Appearance: Soft and squishy.
You’re going to have to help me out here. OK. Remember Nipplegate from 2004? When Janet Jackson’s wardrobe malfunction led to the frothing indignation of a million outraged regulators? Well, that was a Super Bowl controversy about boobs. Deflategate is a Super Bowl controversy about balls.
So what’s the story? Power, corruption – and air pressure. Specifically: did the New England Patriots, during a big NFL game last week, deflate their footballs to below the minimum requirement, in order to enable their quarterback to throw more touchdowns. Basically: did they cheat?
Well, did they? We don’t know, your honour. The NFL, which isn’t usually slow to judgment on issues of morality, has remained uncharacteristically silent, although sources say an as-yet-unreleased investigation found that 11 of the 12 balls were deflated. The Patriots head coach, Bill Belichick, insists he didn’t know about it. Tom Brady, the quarterback, is also pleading ignorance.
Ooh, Tom Brady. I’ve heard of him. Yeah, he’s got it all going on – the sporting prowess, the supermodel wife, the chiselled jaw, the propensity for temper tantrums. He’s simply all-American.
Give me more detail!

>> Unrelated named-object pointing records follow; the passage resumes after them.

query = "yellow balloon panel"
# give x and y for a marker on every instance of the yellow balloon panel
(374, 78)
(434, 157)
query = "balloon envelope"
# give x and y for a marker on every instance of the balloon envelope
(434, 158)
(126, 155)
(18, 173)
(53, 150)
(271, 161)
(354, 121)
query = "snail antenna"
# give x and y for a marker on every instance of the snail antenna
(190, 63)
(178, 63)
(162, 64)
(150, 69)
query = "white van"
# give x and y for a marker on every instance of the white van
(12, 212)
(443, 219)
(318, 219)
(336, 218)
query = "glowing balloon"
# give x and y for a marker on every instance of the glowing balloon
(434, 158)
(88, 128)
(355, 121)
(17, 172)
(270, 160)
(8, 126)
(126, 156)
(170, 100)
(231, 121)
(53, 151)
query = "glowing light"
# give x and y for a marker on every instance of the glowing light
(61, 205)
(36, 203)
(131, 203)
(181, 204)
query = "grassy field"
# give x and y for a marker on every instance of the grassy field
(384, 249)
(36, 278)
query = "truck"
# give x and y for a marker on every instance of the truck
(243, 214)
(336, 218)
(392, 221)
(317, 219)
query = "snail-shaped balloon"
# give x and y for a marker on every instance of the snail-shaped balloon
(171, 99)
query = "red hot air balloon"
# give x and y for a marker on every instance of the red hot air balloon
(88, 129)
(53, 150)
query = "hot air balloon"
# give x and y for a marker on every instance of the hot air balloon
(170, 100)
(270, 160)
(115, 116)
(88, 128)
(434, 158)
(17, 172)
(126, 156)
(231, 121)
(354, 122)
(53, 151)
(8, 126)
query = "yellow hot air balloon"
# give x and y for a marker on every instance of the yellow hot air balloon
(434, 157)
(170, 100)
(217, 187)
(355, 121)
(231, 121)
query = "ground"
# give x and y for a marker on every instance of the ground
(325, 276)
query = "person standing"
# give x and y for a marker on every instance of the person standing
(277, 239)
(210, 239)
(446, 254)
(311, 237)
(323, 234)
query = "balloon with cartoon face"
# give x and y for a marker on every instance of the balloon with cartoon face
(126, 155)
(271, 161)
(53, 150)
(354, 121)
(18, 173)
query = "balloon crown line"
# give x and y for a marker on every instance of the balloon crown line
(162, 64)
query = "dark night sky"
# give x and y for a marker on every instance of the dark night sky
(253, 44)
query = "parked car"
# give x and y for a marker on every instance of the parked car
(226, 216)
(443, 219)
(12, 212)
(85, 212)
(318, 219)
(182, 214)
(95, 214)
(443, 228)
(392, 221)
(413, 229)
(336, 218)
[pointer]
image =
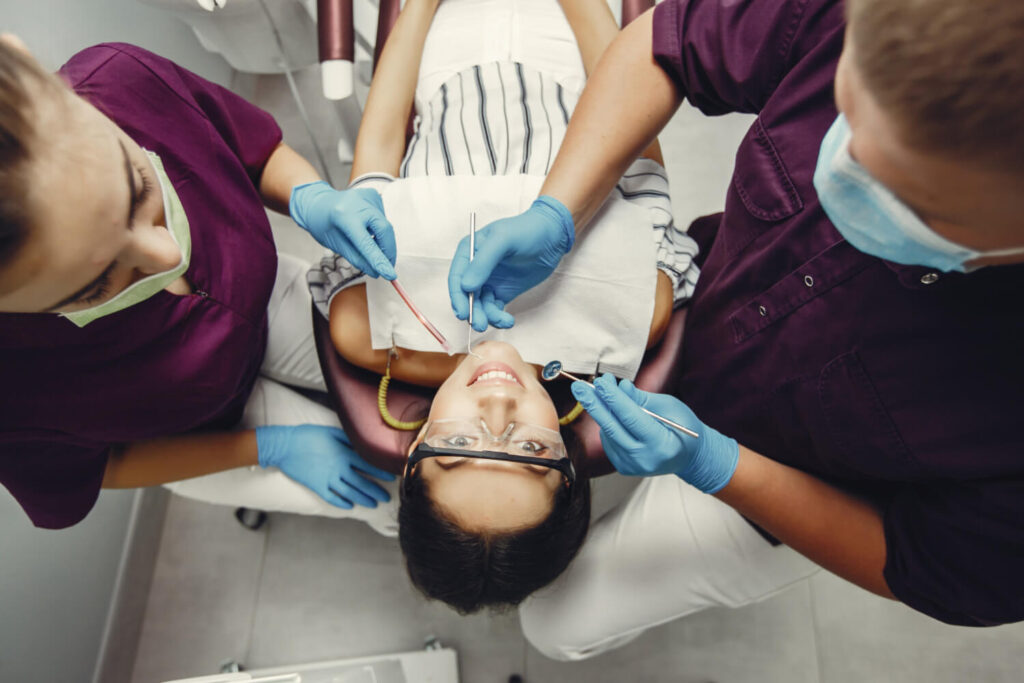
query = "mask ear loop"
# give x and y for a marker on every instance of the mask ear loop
(390, 420)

Last weekend, in the AFC Championship game – kind of like the FA Cup semi-final, when the FA Cup was #relevant – the Patriots thrashed the Indianapolis Colts 45-7. They blew them out, as they say in the parlance. Brady, who threw for three touchdowns, played like a boss, as they also say. It was kind of a dud game, and the weather was filthy, and we all went home thinking that was the end of that. Not so.
So who did the alleged crime? No one knows. It’s all very murky. The balls must pass inspection by the referee, and there’s an accepted pressure the balls are obliged to maintain. (At least 12.5 pounds per square inch, and no more than 13.5psi. They remain resolutely un-metric in the US.) The ref is the sole judge of the the footballs, but the Patriots, as the home team, were responsible for having someone handle the balls on the touchline. However, unless the NFL can find that someone on the Patriots staff specifically ordered the balls be deflated, it’s probably going to be difficult to make it stick.
A bit like the Colts wide receivers, eh?! Wahay!!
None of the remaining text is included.